Other than those two big issues, there’s not a heck of a lot that we can do about significantly affecting what will happen in Bedford during 2014. And that includes affecting how much money will be spent by the Bedford School District. There’s mounting displeasure by a growing number of residents of all ages who believe that school spending has reached a breaking point, and who are enraged over another big increase in our taxes due to the proposed school budget.
But even if the proposed budget is defeated at the polls, the automatically activated default budget does not reduce school spending by much. If the resulting budget cuts are selected by prioritizing “needs” over “wants,” there is no danger that the quality of Bedford education will be diminished.
So that leaves us with the selection of candidates who will be elected, most notably, the candidates who will be picked to fill two openings on the Town Council and two on the School Board. Each of those two governmental bodies have a candidate who is seeking re-election – Chris Bandazian to the Council, Bill Foote to the School Board. Both men have done a good job in their respective seats, so it’s likely that voters will return them.
So, that leaves a three-way race for the remaining School Board seat, and a three-way race for that on the Town Council. One of the council candidates, David Coles, is a complete mystery man to most of us since he has remained invisible and silent, and did not participate in any available forums for candidates to introduce themselves and their views to Bedford voters.

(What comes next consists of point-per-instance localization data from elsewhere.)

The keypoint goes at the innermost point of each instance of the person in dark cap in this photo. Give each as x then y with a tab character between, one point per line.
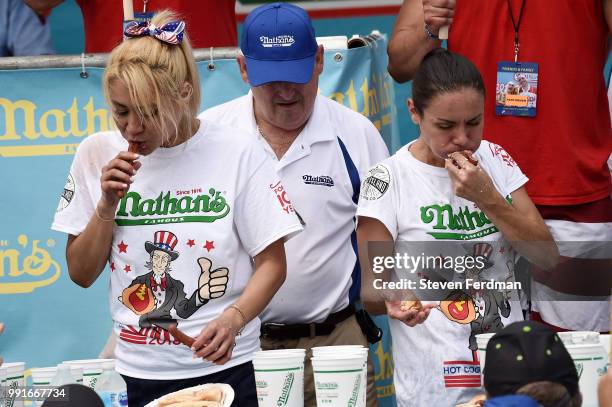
527	358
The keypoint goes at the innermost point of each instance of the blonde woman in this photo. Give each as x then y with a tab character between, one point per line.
178	218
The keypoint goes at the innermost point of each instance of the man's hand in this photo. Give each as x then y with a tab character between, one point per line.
211	284
410	317
438	13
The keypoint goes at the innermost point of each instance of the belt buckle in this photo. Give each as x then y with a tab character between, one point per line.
267	329
312	330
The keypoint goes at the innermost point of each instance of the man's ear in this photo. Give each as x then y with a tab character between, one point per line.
414	115
242	66
319	59
186	90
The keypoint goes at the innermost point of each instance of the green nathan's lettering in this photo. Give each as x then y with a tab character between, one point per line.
445	218
135	209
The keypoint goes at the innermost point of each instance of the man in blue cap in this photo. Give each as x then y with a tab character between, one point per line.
320	149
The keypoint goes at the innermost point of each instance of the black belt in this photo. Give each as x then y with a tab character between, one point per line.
276	331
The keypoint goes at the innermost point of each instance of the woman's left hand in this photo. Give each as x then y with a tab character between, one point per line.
469	180
217	340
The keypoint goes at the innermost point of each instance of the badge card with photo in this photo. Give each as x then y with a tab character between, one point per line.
516	92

Thus for all intents and purposes, we can choose one of two candidates for Town Council – Jim Aguiar or Matt Philips – and one of three candidates for School Board – Aaron Day, Bill Kassler or Jen DeAngelis.
While the candidates themselves have not engaged in any “dirty politics”, things nevertheless have gotten nasty in Bedford as their motivations have been questioned,and their political philosophies have been slammed. The Town Election is nonpartisan, thus we should not consider political affiliations when casting our votes. What we must do, however, is carefully listen to the words of candidates with regard to their views on the subjects that they will face and deliberate if elected.
I, for one, am extremely concerned about candidate views on how my taxpayer dollars will be spent. I listen carefully to learn if they are unabashed supporters of the status quo, or if they are genuinely willing to poke below the surface of things to discover how many noncritical “wants” are being satisfied to the detriment of not fixing other truly critical “needs” of our whole town.
I am especially interested in not electing a cheerleader to our School Board who seems incapable of actually lowering our school taxes, but instead thinks that all school spending is sacrosanct and absolutely necessary.
I urge Bedford voters to hear and to analyze the words of the candidates and to vote for those who will protect our wallets. I urge you to filter out purported negatives being circulated about some candidates, and to instead focus on whether or not they have the potential to eventually price you out of Bedford.